A team from the University of Southern California (USC) revealed new findings at an international conference in the UK, warning about AI’s ability to detect misrepresentation, otherwise called lying.

In its research, the team said that algorithms fail basic tests as truth detectors after comparing a pair of studies using science that undermines popular psychology and AI expression understanding techniques. Both of these techniques assume that a person’s thoughts are seen through facial expressions.

“Both people and so-called ‘emotion reading’ algorithms rely on a folk wisdom that our emotions are written on our face,” said Jonathan Gratch, director for virtual human research at USC’s Institute for Creative Technologies.

“This is far from the truth. People smile when they are angry or upset, they mask their true feelings, and many expressions have nothing to do with inner feelings, but reflect conversational or cultural conventions.”

‘These techniques have simplistic assumptions built into them’

While the concept of a ‘poker face’ that masks a person’s true feelings is not new, algorithms aren’t so good at catching duplicity, even as machines are increasingly deployed to read human emotions and inform life-changing decisions.

As part of this latest research, the USC team – in conjunction with researchers from the University of Oxford – wanted to examine spontaneous facial expressions in social situations. In one study, the team create a game where 700 people’s faces were tracked when playing for money. Afterwards, the participants were asked to review their behaviour and how they leveraged their faces to gain an advantage.

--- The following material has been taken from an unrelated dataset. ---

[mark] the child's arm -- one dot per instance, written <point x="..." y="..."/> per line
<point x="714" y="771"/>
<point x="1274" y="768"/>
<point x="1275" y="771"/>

The results showed that smiles were the only expressions consistently provoked, regardless of the reward or fairness of outcomes. Additionally, the participants were mostly unable or poor at judging facial emotion, suggesting people smile for lots of reasons, not just happiness.

“These discoveries emphasise the limits of technology use to predict feelings and intentions,” Gratch said.

“When companies and governments claim these capabilities, the buyer should beware because often these techniques have simplistic assumptions built into them that have not been tested scientifically.”

Amazon recently announced an update to its Rekognition AI software, which is designed to detect facial expressions, to allow it to see ‘fear’. Civil rights groups responded strongly to the news, with one claiming the company was “going to get someone killed”.